Wednesday, January 26, 2011

Why I want to marry Josh

Brother Gary wanted Josh and I to write a little half a page explaining why we wanted to get married, before we start our premarital counciling. I thought that I would share it with you guys, even though you know all of it already! (Oh and once I started I can't stop, so it is a little more than a half a page)

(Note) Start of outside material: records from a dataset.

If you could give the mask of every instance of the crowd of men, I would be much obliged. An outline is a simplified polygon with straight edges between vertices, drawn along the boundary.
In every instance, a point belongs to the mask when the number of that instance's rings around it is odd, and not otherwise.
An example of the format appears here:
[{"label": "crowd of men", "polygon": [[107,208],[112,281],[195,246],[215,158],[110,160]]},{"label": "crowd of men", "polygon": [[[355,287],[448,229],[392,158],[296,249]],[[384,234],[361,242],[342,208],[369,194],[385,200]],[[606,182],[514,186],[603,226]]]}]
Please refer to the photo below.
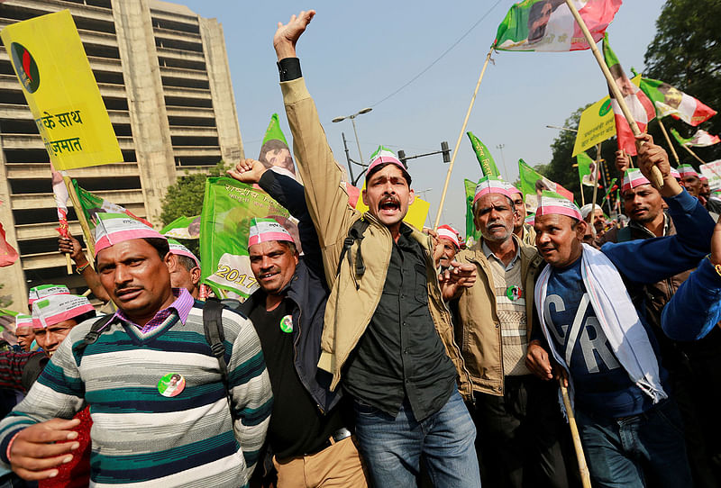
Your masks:
[{"label": "crowd of men", "polygon": [[361,214],[297,56],[314,14],[273,39],[304,185],[229,171],[299,241],[252,219],[241,303],[198,301],[197,258],[127,215],[99,214],[94,266],[61,239],[113,310],[31,291],[23,351],[0,354],[0,387],[23,396],[2,412],[0,486],[580,486],[571,416],[594,486],[718,486],[721,223],[693,168],[638,136],[638,169],[617,154],[623,228],[548,192],[529,225],[521,192],[486,176],[466,247],[403,221],[412,177],[380,148]]}]

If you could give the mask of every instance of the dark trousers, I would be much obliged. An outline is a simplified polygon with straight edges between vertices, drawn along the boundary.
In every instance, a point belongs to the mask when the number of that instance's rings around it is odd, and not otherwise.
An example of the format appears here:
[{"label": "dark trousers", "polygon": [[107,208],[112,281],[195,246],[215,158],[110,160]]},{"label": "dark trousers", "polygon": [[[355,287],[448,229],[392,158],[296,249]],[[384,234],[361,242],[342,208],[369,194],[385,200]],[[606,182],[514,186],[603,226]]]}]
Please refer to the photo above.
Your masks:
[{"label": "dark trousers", "polygon": [[471,416],[478,437],[481,480],[499,488],[567,488],[564,457],[568,426],[558,402],[558,384],[533,375],[506,376],[503,396],[475,393]]}]

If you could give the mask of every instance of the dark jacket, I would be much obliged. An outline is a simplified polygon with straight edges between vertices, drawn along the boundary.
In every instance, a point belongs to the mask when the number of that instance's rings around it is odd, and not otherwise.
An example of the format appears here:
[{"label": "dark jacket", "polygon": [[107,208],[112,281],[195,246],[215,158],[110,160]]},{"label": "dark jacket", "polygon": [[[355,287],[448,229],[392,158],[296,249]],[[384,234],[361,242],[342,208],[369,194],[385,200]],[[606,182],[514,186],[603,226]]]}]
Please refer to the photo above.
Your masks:
[{"label": "dark jacket", "polygon": [[[333,376],[317,366],[321,355],[323,318],[329,294],[318,237],[308,214],[302,185],[290,176],[273,171],[266,171],[259,183],[263,190],[299,221],[298,233],[305,254],[300,258],[296,273],[283,293],[293,302],[293,323],[298,324],[293,330],[296,372],[318,409],[326,412],[337,404],[341,394],[340,390],[335,393],[330,391]],[[265,293],[262,290],[251,294],[241,305],[241,312],[247,316],[251,310],[260,306],[265,306]]]}]

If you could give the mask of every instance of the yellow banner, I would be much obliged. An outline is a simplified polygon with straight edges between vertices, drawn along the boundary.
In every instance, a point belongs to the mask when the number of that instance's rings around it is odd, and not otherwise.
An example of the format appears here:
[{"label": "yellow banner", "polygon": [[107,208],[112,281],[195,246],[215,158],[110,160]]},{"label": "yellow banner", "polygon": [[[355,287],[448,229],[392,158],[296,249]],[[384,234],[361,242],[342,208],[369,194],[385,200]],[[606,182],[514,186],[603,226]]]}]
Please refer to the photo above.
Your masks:
[{"label": "yellow banner", "polygon": [[13,23],[0,37],[55,168],[122,162],[70,12]]},{"label": "yellow banner", "polygon": [[[641,75],[631,80],[636,86],[641,83]],[[607,96],[598,100],[580,114],[579,133],[573,145],[572,157],[594,147],[616,135],[616,119],[611,108],[611,99]]]},{"label": "yellow banner", "polygon": [[[365,190],[365,188],[366,184],[364,183],[363,187],[360,189],[361,193],[363,190]],[[408,212],[406,214],[403,221],[414,226],[418,230],[423,230],[424,225],[425,225],[425,218],[428,216],[428,209],[430,208],[431,203],[416,196],[411,206],[408,207]],[[368,206],[363,203],[362,194],[358,198],[358,203],[355,204],[355,209],[363,213],[368,212]]]}]

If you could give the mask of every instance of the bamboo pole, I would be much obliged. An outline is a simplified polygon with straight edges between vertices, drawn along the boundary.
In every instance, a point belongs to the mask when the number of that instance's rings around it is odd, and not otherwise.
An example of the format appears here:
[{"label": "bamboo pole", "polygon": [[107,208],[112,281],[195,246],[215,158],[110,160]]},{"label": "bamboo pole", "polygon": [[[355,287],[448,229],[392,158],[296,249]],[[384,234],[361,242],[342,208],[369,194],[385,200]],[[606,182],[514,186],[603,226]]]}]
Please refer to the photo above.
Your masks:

Why I Want to Get Married to Josh
This should be a very easy question to answer, but then again it is very hard to describe a feeling of emotion you have for another person. For others who have been in love or are in love, they just know the feeling and can relate automatically. I decided to write my explanation as if I were talking to someone who had never experienced what I am experiencing or an alien! So here goes…
God has given us many gifts in life. The bible says the best gift of all, besides his son, was the ability to love one another. The love I feel for Josh is more than just the automatic feel of love, as a mother feels love for her children; or a child that loves it’s parents. Those feelings of love come natural and almost automatic. What I got to experience with Josh was “falling” in love. I have been “in love” before but it has never felt like this.
The moment I ran into Josh, it was like a lightening strike. It was weird. I couldn’t stop looking at him, trying to see whom he was talking to, if he were possibly look at me too. At first it was not obvious to me.  It wasn’t until he passed by me and touched my leg to see the tattoo on my foot that I knew. Like a static shock, I jumped.  My friend, Ashley, knew it the same time I did because she looked at me and started to laugh. She said my eyes got so big, it was like I was looking at a ghost. From that moment on, I knew there was something there, and I wasn’t going to let it go until I knew what it was.
That was almost two years ago and I can remember the feeling as if it just happened. Well the feeling is kind of fresh because he makes me feel that spark every time he looks at me or touches me. It makes me fall in love with him all over again every time it happens.
The reason for wanting to marry this man is simple. I want to feel this feeling every day for the rest of my life. He is my “soul mate” and up until him, I never believed that that was a real thing. But he made me believe it. He is my best friend and a great man. He is strong hearted and strong willed. He is a wonderful provider and a great cook. He loves my boys as much as he loves me and I feel safe knowing that he is around us.
When I was a little girl I used to imagine what it would be like to have a loving and committed marriage, like my parent’s have. And in my past, I never thought a relationship could work without screaming and fighting. This beautiful man has shown me that love knows no hate. Love knows no anger, no bad words, and nothing but warm feelings and butterflies.
I love his man and I want to marry him for every reason you could want it marry a person.